We ran a series of demonstrations on three highly imbalanced datasets from various fields.
We introduced model-level approaches for assessing the quality of the generated data using the GAN.

The rest of our paper is organized as follows. In Section 2, we briefly illustrate the related work. Section 3 discusses the proposed methodology. In Section 4, we introduce our experimental framework. Section 5 discusses the experimental results, and Section 6 concludes our work.

2. Related Work

Due to the immense utilization of deep learning in the area of supervised learning [36,37], the GANs for real-world datasets face multiple challenges. The challenges include multi-datatypes, random distributions, and high-dimensional data.
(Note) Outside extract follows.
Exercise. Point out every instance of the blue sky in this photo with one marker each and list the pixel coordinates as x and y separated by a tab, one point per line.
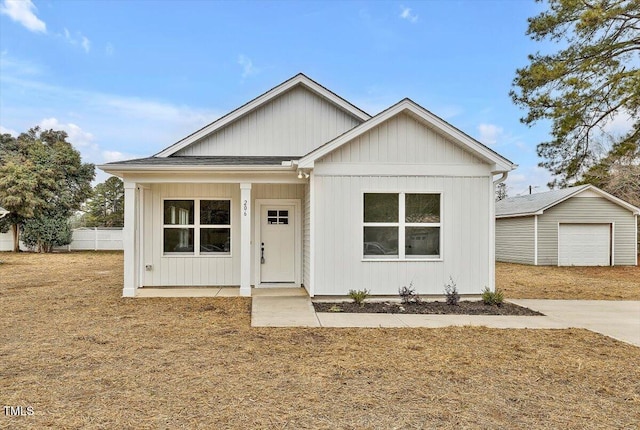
128	78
Choi et al., in [38] introduced a novel GAN model called the medical GAN (MedGAN). In their work, they used an autoencoder to convert the categorical data into a latent space where the generator model could learn its characteristics. However, they evaluated their dataset only using the binary class. The authors in [39] presented a novel method called the CorrGAN (correlated GAN) to generate synthetic discrete data. To approach this idea, the author’s main goal was to build an AI (artificial intelligence) agent based on a text career. They used a vanilla autoencoder to transform the discrete data into a continuous space. They found out that their proposed model performed better when it captured the deep correlation within the data. However, the performance might have increased if they conditioned their model with some parameters.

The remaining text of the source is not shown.